In the report, Mr Ross notes: "The extent of cost pressures affecting the venues can be seen in the £106 million increase in the anticipated final cost of the venues since November 2007.
"As an example, the Olympic Delivery Authority’S current estimate of final cost for the stadium contract has risen from £496 million in November to £525 million."
He notes that the rise in the venue budget has been offset by savings elsewhere meaning there "has only been a very small increase in the overall anticipated final cost of the total programme of £16 million."
The report said: "Containing cost pressures and avoiding further calls on the contingency will be difficult and require sustained effort to manage contractors effectively.

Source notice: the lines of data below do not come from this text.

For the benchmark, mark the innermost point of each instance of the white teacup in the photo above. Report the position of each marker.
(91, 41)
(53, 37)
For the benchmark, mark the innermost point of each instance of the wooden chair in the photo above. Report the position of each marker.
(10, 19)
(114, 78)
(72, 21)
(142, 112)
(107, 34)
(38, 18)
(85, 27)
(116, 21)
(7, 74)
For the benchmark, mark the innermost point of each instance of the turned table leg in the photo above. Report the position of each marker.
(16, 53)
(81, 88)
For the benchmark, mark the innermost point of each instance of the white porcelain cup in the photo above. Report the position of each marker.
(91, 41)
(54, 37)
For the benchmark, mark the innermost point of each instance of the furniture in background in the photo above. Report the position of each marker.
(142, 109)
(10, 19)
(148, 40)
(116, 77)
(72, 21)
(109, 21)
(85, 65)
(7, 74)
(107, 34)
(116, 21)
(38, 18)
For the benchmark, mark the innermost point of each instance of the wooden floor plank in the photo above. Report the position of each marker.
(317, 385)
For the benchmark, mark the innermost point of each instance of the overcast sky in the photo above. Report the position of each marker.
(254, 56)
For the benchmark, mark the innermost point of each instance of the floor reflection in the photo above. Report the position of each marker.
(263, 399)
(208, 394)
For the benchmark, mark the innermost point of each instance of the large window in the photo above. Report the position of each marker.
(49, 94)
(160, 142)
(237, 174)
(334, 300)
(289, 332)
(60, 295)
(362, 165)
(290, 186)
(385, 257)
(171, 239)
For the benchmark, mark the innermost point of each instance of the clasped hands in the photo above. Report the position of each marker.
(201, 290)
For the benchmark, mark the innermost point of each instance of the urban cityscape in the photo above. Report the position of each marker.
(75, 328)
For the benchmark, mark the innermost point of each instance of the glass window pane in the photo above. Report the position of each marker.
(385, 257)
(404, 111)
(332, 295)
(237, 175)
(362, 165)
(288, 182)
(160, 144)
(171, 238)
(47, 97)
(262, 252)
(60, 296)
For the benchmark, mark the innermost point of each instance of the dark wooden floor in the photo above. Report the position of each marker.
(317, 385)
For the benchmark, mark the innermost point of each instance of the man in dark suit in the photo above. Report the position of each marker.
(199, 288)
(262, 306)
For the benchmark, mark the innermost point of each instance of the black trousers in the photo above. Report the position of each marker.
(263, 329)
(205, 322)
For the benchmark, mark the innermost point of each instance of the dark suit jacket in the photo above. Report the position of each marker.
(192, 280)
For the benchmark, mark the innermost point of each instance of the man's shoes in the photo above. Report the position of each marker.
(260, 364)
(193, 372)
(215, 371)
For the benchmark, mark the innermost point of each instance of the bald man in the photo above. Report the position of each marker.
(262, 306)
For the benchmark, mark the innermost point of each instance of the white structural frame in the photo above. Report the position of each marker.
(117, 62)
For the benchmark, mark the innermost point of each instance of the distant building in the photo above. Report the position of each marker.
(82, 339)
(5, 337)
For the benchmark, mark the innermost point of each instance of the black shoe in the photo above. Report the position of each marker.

"This process must be overseen from the top by the Olympic Board on the basis of the best possible information."
The original venue budgets were not based on detailed designs and assumed there would be "competitive tension" in the market place.
This was not the case with either the showpiece stadium, which will be shrunk from an 80,000-seater venue to a 25,000-seater track-and-field arena after the Games in east London, or with the Aquatics Centre.
The ODA, which has contracts with Sir Robert McAlpine on the stadium and Balfour Beatty on the Aquatics Centres, found itself in a single bidder situation.
The ODA is "realistic about the significant level of risk that remains within these contracts", the report says while noting that the target cost contracts were probably the best deal that could be driven as a fixed price may have been too high.
The ODA has previously said it is confident about the stadium budget announced, stating it contained provision for inflation, VAT and conversion down to legacy. The stadium was originally priced at £280 million in London's bid document in 2005.
The squeeze on the banking system, falling house prices, the rising cost of oil and raw materials and the terror threat will add "significant pressure" to the aspects of Olympic project, Mr Ross predicts.
Mr Johnson, who has been fiercely critical of the mounting Olympic bill, has vowed that Londoners would not be saddled with an "unreasonable bill for generations to come".